Skip to content

Vitaliy-1/docxToJats

Repository files navigation

Description

DocxToJats is a PHP library that converts DOCX archives that comply OOXML standards into JATS XML (Journal Article Tag Suite) format. It's tested with DOCX produced by LibreOffice, MS Word, and Google Docs.

Requirements

  • The only requirement is PHP 7.3 or higher.
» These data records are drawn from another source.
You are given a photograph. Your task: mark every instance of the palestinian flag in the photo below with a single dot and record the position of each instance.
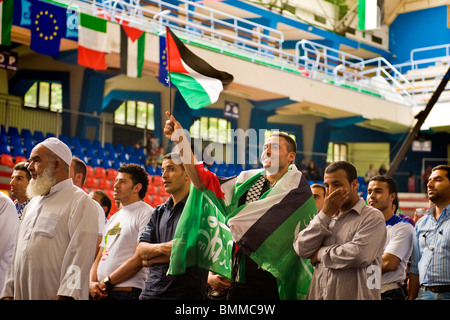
(264, 229)
(202, 240)
(92, 42)
(6, 16)
(198, 82)
(135, 51)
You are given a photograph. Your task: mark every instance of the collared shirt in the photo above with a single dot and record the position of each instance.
(349, 251)
(400, 234)
(55, 248)
(21, 207)
(159, 285)
(431, 252)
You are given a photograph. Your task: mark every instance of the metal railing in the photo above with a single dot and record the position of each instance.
(224, 32)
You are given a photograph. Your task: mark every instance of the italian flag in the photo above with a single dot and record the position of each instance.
(135, 51)
(369, 14)
(198, 82)
(6, 15)
(92, 42)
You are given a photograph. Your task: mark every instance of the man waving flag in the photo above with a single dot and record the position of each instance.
(198, 82)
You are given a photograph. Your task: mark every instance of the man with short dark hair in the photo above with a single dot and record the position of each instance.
(381, 194)
(155, 243)
(19, 183)
(117, 272)
(429, 275)
(278, 178)
(78, 172)
(344, 241)
(319, 192)
(102, 199)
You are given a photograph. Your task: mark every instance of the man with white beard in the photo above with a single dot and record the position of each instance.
(57, 237)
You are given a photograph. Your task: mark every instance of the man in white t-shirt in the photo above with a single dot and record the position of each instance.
(117, 272)
(9, 223)
(381, 193)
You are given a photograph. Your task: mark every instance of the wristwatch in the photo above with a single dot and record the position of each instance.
(107, 282)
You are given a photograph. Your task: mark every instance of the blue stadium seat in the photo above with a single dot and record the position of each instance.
(13, 131)
(38, 136)
(4, 138)
(119, 148)
(64, 139)
(5, 149)
(97, 145)
(25, 133)
(18, 151)
(28, 143)
(108, 147)
(15, 141)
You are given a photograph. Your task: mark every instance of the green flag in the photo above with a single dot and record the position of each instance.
(201, 238)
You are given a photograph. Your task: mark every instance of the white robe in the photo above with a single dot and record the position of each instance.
(55, 246)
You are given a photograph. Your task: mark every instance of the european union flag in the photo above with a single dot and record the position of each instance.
(47, 27)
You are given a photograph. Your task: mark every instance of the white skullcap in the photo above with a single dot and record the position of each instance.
(59, 148)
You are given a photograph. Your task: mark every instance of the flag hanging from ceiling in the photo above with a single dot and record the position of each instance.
(370, 14)
(163, 69)
(6, 15)
(135, 50)
(92, 42)
(47, 27)
(198, 82)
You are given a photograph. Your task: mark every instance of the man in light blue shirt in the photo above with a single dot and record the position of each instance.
(429, 274)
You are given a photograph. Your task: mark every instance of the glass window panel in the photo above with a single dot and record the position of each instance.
(150, 116)
(131, 113)
(119, 114)
(31, 96)
(44, 95)
(56, 97)
(141, 119)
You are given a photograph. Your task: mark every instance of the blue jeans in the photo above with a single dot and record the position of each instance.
(428, 295)
(124, 295)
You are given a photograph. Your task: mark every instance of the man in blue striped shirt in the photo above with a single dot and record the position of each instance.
(429, 274)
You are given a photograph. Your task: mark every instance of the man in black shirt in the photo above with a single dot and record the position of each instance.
(155, 243)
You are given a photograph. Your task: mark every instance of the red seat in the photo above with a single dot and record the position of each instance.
(91, 182)
(157, 180)
(104, 184)
(157, 200)
(111, 173)
(89, 171)
(100, 172)
(151, 189)
(20, 159)
(7, 160)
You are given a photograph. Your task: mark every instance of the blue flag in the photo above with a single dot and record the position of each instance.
(47, 27)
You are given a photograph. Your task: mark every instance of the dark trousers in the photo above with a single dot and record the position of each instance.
(394, 294)
(132, 294)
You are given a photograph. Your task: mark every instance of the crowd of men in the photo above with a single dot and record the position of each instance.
(56, 243)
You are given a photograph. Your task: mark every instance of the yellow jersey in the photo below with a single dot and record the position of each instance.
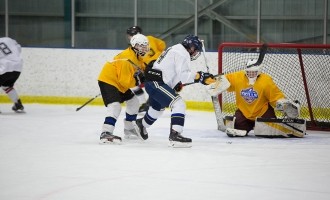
(253, 100)
(120, 72)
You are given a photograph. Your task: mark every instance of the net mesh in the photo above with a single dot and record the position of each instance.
(302, 72)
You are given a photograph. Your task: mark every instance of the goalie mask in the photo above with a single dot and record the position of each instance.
(140, 44)
(193, 45)
(252, 71)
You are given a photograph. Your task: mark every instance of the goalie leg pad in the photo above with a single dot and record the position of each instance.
(270, 127)
(220, 85)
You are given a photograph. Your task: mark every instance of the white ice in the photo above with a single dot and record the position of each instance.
(52, 153)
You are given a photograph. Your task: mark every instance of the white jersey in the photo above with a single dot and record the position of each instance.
(10, 56)
(175, 66)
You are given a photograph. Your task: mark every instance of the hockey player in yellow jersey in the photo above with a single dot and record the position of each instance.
(157, 46)
(256, 97)
(116, 81)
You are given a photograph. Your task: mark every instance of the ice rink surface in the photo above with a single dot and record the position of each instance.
(52, 153)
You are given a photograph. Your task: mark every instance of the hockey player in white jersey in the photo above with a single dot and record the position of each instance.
(11, 65)
(164, 80)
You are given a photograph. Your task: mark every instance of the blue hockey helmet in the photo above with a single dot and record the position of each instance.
(193, 45)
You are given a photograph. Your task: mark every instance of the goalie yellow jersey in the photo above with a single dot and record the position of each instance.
(157, 46)
(120, 72)
(253, 100)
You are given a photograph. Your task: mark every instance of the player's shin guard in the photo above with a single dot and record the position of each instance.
(265, 127)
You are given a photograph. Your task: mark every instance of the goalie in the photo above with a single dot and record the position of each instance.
(256, 97)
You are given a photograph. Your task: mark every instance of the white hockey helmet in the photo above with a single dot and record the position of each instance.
(140, 44)
(252, 71)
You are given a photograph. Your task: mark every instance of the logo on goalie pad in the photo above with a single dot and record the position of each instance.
(249, 95)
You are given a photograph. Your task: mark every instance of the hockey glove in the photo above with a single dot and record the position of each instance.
(204, 78)
(178, 87)
(139, 77)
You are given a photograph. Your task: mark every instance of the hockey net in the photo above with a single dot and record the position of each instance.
(301, 71)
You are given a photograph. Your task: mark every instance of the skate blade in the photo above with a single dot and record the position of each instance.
(106, 141)
(175, 144)
(131, 137)
(19, 111)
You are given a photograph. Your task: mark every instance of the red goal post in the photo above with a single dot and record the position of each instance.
(302, 72)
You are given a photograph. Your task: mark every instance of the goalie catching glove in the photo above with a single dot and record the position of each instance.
(204, 78)
(290, 108)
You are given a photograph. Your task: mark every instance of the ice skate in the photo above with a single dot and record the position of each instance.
(18, 107)
(109, 138)
(141, 130)
(144, 107)
(177, 140)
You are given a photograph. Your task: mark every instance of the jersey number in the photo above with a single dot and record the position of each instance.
(4, 48)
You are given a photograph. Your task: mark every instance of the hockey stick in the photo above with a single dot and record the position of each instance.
(262, 54)
(87, 102)
(215, 100)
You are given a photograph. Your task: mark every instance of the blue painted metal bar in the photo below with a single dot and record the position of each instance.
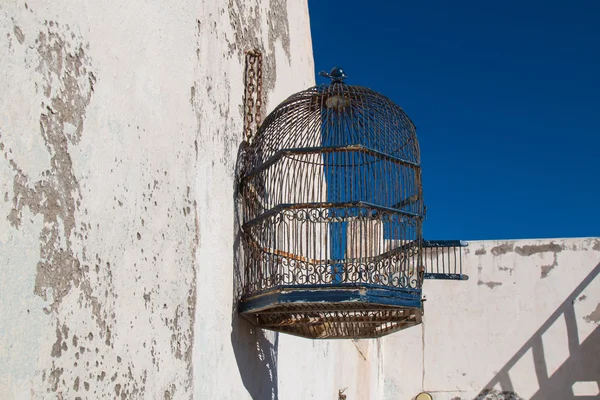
(333, 294)
(451, 277)
(445, 243)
CLI version if running from a command line

Usage

  1. git clone https://github.com/Vitaliy-1/docxToJats.git
  2. cd docxToJats
  3. php docxtojats.php [/path/to/input/file.docx or /path/to/input/dir/] [/path/to/output/file.xml or /path/to/output/dir]. E.g., to process a single file: php docxtojats.php /mydir/file.docx /mydir/converted/file.xml - if output filename is pointed, attached files, like figures, will be moved into the same folder; to process multiple files in a folder by relative path: samples/input/ samples/output/.

Additional info

DocxToJats is used as a submodule to the DOCX Converter Plugin, written for Open Journal Systems. Unfortunately DOCX archive doesn't contain much metadata and JATS front elements remain not populated, thus, the best way would be to integrate docxToJats with editorial manager from where article's metadata can be retrieved. DOCX Converter Plugin is such an example.